Hines called the state’s justification for creating its own immigration laws “unprecedented and extreme”.
“Federal immigration law is a federal issue. It’s not based on the Texas constitution,” Hines said.
Article four of the Texas constitution states: “[The governor] shall be Commander-in-Chief of the military forces of the State, except when they are called into actual service of the United States. He shall have power to call forth the militia to execute the laws of the State, to suppress insurrections, and to repel invasions.”
Abbott argues the increase of migrants at the border merits drastic actions such as establishing a state police force specifically to rein in immigration.
Migrant rights groups say people crossing the border – many of whom are seeking to legally claim refugee status – does not constitute an invasion. Instead, they say such language is racist and inflammatory. In 2019 a white supremacist attacked a Walmart in El Paso, seeking to kill Latinos and fueled by anti-immigration rhetoric. The gunman killed 23 people.

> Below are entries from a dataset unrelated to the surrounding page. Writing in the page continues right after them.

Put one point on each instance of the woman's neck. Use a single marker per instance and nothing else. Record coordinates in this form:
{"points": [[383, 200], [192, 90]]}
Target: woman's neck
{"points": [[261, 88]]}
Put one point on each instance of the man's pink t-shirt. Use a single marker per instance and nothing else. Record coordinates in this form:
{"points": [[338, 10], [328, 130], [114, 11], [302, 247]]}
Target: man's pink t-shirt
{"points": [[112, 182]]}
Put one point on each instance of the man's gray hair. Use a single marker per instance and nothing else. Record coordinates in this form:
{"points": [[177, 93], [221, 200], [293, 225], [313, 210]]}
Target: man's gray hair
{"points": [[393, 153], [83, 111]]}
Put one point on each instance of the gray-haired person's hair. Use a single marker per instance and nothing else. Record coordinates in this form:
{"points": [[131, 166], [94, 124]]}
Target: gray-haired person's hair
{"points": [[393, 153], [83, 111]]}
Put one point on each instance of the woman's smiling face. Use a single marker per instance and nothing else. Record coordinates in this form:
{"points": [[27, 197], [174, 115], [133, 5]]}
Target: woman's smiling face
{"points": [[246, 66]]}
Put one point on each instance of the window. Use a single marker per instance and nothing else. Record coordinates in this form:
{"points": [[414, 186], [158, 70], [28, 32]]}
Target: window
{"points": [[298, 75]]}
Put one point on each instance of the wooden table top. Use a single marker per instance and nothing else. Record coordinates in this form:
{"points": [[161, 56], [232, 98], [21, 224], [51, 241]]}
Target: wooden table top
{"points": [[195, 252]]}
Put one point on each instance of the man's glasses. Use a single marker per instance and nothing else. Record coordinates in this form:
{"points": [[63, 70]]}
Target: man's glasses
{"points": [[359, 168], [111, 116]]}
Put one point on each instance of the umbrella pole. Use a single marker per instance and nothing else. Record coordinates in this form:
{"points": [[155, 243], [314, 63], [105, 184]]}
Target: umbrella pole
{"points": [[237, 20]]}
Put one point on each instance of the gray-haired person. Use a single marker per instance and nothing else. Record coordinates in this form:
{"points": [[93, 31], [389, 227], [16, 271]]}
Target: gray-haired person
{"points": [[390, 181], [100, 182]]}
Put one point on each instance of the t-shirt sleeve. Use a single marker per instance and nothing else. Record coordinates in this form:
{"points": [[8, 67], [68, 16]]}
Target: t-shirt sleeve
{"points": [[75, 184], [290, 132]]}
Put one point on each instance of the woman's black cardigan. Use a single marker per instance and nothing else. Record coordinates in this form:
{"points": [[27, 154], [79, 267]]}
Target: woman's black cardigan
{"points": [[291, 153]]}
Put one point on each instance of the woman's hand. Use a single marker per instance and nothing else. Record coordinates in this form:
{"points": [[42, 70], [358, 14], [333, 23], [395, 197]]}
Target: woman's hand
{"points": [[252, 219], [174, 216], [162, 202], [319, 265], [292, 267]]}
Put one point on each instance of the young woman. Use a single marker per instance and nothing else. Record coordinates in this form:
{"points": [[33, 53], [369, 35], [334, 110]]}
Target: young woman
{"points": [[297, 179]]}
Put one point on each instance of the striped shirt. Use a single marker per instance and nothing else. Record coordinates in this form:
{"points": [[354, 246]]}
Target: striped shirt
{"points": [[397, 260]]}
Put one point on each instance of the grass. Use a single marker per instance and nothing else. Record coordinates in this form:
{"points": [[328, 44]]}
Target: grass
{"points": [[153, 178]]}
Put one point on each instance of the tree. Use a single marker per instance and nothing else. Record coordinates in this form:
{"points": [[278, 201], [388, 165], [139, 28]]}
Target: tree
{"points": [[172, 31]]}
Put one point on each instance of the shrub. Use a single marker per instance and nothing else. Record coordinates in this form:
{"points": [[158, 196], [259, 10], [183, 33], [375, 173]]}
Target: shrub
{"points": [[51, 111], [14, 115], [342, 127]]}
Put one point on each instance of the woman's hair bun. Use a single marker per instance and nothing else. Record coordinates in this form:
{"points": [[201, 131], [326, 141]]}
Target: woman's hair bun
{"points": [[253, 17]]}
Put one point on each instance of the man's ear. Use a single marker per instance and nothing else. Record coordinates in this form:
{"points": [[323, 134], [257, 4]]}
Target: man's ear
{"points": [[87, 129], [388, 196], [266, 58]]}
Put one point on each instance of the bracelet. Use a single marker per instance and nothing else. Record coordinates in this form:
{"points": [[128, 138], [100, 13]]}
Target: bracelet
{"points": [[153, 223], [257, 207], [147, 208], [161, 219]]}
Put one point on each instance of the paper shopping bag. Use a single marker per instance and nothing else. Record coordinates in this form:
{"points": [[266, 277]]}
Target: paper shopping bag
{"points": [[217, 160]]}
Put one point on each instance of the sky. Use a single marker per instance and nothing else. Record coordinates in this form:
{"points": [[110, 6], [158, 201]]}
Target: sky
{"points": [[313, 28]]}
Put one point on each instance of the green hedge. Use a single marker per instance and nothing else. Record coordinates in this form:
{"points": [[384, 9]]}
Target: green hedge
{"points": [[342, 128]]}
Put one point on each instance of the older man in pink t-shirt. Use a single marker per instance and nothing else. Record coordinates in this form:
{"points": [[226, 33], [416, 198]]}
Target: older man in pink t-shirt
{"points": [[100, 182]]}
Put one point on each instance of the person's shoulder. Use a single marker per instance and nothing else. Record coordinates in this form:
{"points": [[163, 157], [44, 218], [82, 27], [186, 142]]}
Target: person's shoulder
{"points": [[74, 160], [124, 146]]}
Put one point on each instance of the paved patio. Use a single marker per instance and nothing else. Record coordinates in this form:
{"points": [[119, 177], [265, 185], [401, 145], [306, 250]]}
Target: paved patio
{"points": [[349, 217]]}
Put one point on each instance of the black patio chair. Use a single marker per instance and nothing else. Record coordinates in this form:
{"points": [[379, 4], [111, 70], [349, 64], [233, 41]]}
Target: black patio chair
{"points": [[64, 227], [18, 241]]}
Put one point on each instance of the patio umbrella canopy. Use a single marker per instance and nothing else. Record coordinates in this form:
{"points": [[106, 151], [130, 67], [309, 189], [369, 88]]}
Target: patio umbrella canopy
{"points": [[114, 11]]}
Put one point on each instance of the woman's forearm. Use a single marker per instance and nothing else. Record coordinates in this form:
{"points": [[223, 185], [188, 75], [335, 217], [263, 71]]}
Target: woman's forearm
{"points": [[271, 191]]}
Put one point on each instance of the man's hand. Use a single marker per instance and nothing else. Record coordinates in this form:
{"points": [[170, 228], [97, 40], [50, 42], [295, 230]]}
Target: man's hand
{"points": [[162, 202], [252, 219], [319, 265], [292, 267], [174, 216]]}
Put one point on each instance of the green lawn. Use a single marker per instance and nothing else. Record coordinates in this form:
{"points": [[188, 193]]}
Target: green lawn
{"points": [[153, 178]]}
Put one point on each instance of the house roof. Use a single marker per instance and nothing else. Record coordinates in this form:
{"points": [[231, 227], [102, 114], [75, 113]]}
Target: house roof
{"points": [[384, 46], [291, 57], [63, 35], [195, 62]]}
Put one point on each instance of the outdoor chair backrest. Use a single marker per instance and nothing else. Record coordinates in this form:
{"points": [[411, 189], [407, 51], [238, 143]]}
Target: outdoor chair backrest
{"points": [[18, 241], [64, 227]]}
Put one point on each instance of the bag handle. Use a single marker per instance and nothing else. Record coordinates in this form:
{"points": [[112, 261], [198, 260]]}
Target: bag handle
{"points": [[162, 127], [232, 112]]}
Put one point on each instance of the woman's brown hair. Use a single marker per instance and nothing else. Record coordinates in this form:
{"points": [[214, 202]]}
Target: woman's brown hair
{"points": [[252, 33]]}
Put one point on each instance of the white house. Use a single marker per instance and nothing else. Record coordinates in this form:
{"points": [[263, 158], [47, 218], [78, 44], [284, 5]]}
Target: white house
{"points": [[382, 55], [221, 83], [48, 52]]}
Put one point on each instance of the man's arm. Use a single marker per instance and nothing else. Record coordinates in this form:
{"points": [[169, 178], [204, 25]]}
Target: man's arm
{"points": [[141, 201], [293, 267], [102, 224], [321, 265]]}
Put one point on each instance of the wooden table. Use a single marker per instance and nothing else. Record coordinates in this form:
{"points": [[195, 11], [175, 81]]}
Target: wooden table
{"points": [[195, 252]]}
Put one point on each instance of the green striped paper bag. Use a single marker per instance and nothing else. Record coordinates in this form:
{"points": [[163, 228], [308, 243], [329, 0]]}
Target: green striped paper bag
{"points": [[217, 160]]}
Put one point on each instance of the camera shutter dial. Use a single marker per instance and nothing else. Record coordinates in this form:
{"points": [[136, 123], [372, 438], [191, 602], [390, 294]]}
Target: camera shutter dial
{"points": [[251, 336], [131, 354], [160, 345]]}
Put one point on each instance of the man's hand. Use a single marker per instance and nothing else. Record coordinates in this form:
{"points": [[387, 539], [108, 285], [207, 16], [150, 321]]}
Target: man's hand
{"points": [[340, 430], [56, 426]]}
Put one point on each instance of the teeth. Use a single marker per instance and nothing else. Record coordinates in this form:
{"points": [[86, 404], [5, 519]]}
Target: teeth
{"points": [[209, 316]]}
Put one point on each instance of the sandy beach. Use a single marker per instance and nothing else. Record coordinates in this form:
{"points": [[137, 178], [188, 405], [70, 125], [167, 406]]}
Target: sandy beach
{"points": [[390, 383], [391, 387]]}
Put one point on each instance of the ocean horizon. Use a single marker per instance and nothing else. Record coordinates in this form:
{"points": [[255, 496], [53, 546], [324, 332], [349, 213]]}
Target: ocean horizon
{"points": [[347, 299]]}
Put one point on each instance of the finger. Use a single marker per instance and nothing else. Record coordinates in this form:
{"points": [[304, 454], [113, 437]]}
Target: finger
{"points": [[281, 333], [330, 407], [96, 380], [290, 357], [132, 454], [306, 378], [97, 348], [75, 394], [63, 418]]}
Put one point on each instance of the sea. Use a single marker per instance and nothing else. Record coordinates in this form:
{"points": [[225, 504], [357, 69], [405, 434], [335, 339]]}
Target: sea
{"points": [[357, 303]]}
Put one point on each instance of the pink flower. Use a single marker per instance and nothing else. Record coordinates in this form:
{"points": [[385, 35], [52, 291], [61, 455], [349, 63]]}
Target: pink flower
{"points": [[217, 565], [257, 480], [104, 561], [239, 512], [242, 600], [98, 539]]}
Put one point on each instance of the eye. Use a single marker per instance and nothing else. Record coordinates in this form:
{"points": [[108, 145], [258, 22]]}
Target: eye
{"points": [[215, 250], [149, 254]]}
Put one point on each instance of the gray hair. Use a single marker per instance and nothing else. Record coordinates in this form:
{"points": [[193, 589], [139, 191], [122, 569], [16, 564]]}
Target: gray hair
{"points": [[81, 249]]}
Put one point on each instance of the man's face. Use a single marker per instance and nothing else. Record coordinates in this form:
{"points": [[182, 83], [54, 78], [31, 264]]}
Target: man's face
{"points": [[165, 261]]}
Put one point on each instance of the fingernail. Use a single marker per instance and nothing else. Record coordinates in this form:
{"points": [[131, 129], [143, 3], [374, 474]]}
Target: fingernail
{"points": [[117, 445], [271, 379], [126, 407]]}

Many legal scholars believe rightwing arguments over the invasion clause in the Texas constitution are neutralised by the supremacy clause in the US constitution. That states that “the federal constitution, and federal law generally, take precedence over state laws, and even state constitutions,” according to Cornell Law School’s Legal Information Institute.
But in the US constitution, the word “invasion” is mentioned twice: once in article one, section 10 and again in article four, section four. That gives Abbott, and some rightwing activists, hope that their arguments might prevail on a conservative supreme court.
In the first instance, the US constitution specifically limits the power of states to keep troops, like Operation Lone Star a border force, unless invaded..
“No State shall, without the Consent of Congress, lay any Duty of Tonnage, keep Troops, or Ships of War in time of Peace, enter into any Agreement or Compact with another State, or with a foreign Power, or engage in War, unless actually invaded, or in such imminent Danger as will not admit of delay.”
When invasion is mentioned for the second time, the constitution more broadly says that the federal government is responsible for protecting its states against an invasion.
“The United States shall guarantee to every State in this Union a Republican Form of Government, and shall protect each of them against Invasion; and on Application of the Legislature, or of the Executive (when the Legislature cannot be convened) against domestic Violence.”
Hines explained that although the word “invasion” is mentioned twice in different contexts, “there’s this theory of law that the same term or word in the constitution, should mean the same thing [if repeated].” The key question is likely to be whether or not “invasion” in this context means solely by another state or armed force.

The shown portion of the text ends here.